How does federation actually work?
...and why is it often PAINFULLY slow to acknowledge an up/down vote or to open the reply dialog?
How does federation actually work?
...and why is it often PAINFULLY slow to acknowledge an up/down vote or to open the reply dialog?
I've never admined a lemmy server but rate limits are probably why it feels slow.
Federation works by each server sharing new activity with each other and rate limits help not crash the server or accidentally DOS smaller servers.
Your server sends a message to other servers saying what you voted or replied.
A reply dialog being slow to open sounds like an issue with your client, not federation.
Huh. I'm just browsing Lemmy in a Firefox tab - and the reply dialog sometimes opens right up and other times leaves me wondering if I really hit that button! I wasn't sure if that was another thing where my instance had to "ask" the federation if I could reply before giving me the dialog or something.
I have no idea how any of this works. Im just happy to be here.
It uses activity pub, a protocol that allows servers to share content. So when you post on an instance, it became available for other instances to consume your content.

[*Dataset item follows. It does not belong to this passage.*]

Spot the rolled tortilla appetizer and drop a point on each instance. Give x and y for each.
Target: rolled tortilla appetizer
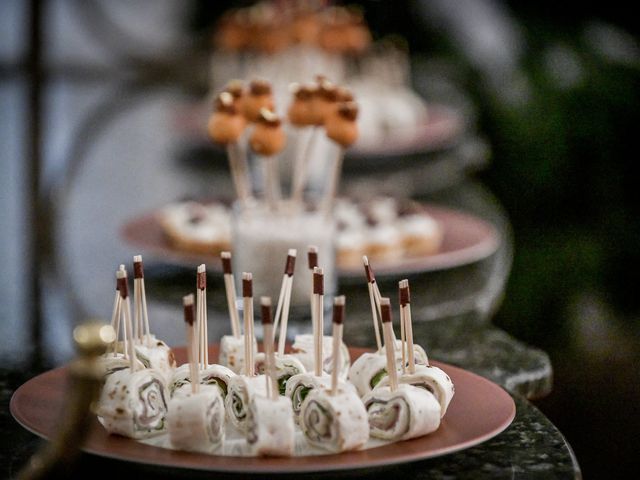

About slowness, it can be that your instance it being rate limited, or it is not powerful enough to process all its users. You can try another instance.
Activity pub documentation: https://www.w3.org/TR/activitypub/
If you're replying to a community on your home server, all actions should be similar levels of responsiveness, I think replying to another servers community may involve "some" active communication with the instance? Simple way to test this, if you are replying a lot on to another servers community, since you are browsing anyway, would be to just open the server/community directly and click around, if it's feels a bit slow, then that server is overloaded by a bit and that's probably the source of your issue. Otherwise we need someone with deeper knowledge in this thread.
Everything you do on your own instance is against a cached version of the original post that is saved on your instance. Your instance sends updates in the background, the other instance can be entirely down and you can still browse, comment, and vote as normal on your own. The updates will just stay local though.